The Fed’s 12 regional banks said the economy is growing at a moderate pace although three districts — Philadelphia, St. Louis and Kansas City — depicted activity as somewhat below average.
While businesses remained optimistic about near-term prospects, the Fed found worries about trade had prompted some businesses to scale back or postpone their capital investment plans. Higher tariffs stemming from President Donald Trump’s get-tough trade policies were reported to be pushing up input costs for some manufactured goods.
The Fed’s survey, known as the Beige Book, will be used when central bank officials meet later this month to decide whether to raise interest rates again.

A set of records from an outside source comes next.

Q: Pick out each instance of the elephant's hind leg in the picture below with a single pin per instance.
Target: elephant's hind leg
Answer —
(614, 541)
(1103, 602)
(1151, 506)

The Fed has raised interest rates twice this year, in March and June. Many private economists believe it will hike rates again at the Sept. 25-26 meeting and will move rates up a fourth time in December. The central bank is responding to low unemployment and rising inflation by pushing its benchmark, federal funds, rate higher to keep the economy from overheating.

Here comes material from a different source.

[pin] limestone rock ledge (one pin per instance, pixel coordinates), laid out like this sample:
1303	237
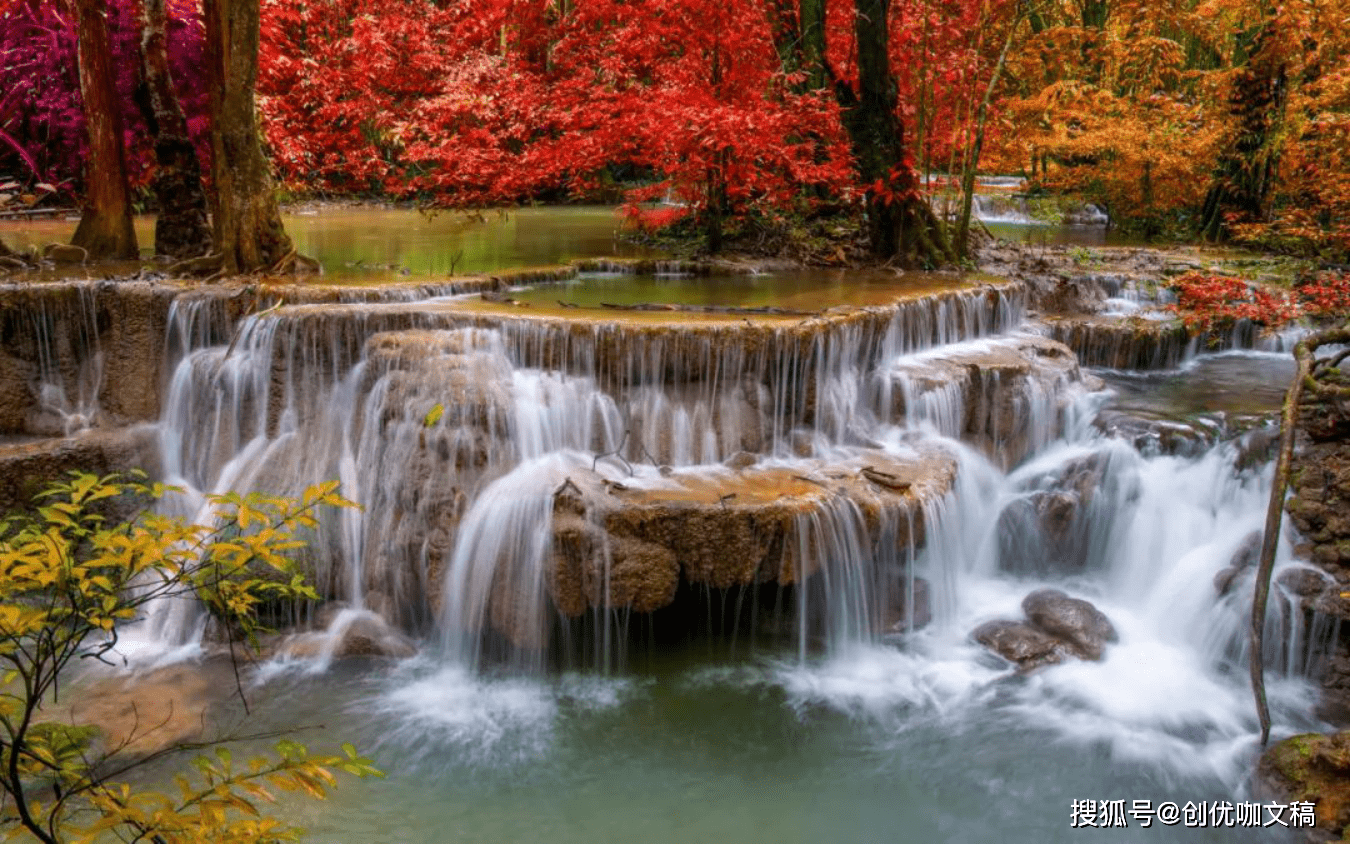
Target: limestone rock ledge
629	544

“Over the next year or two, barring unexpected developments, continued gradual increases in the federal funds rate are likely to be appropriate,” Fed board member Lael Brainard said in a speech Sept. 12 in Detroit. She noted that the economy is receiving a boost from fiscal stimulus provided by higher government spending and tax cuts.

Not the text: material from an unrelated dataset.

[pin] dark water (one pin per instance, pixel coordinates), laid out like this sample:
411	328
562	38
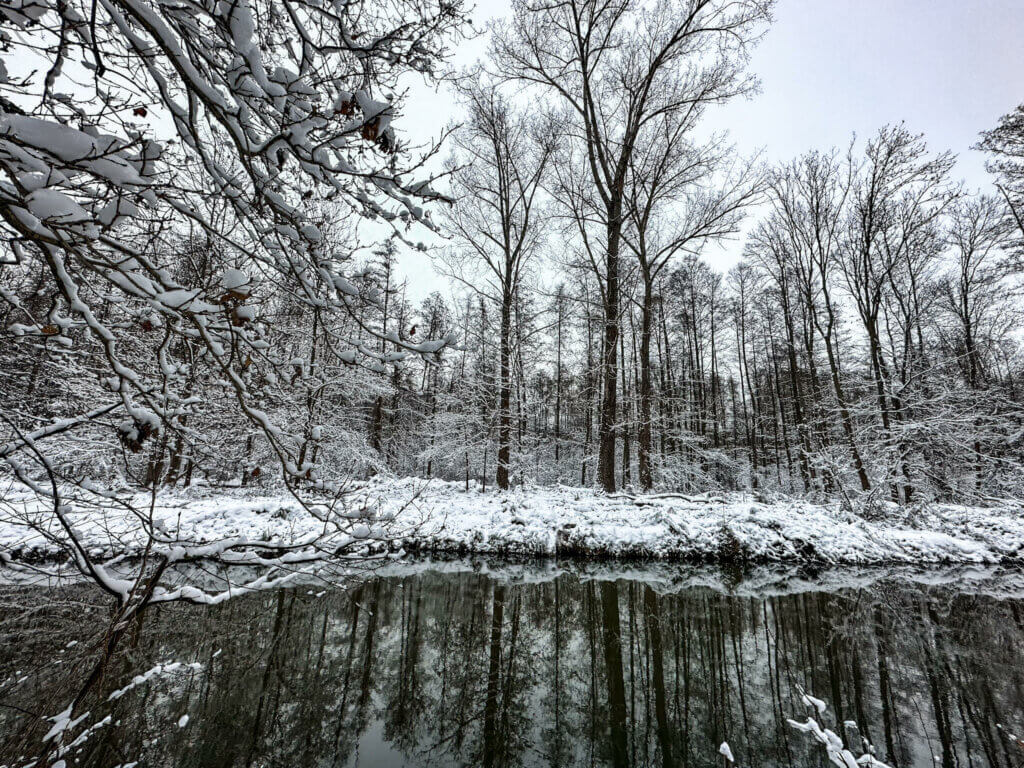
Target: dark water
535	668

The Fed survey reported that labor markets were tight throughout the country with construction workers, truck drivers, engineers and other high-skilled workers remaining in short supply. But the report also found that a number of Fed districts were seeing shortages of lower-skilled workers at restaurants, retail stores and other places as the country’s unemployment rate has fallen to 3.9%, its lowest point in nearly two decades.
“Six of the 12 districts cited instances where labor shortages were constraining sales or delaying projects,” the Fed said. While tight labor markets can trigger unwanted inflation by pushing wages up, the Fed reported that so far the retail price of goods and services continues to rise at a moderate pace although the price of construction materials and transportation costs were rising more rapidly.
The report also found that despite the tight labor markets, wage growth had remained moderate, although a number of districts had cited steep wage hikes for construction workers. Some businesses were relying increasingly on benefits, such as vacation time or bonuses, to attract or retain workers.
The Fed’s St. Louis regional bank reported that farmers in its region estimated that the majority of the soybean crop had yet to be priced, “leaving farmers exposed to current market conditions.” After the Trump administration imposed tariffs on Chinese goods, China retaliated by targeting U.S. products such as soybeans for higher tariffs, an action that threatens to cut into demand and the price of American farm products.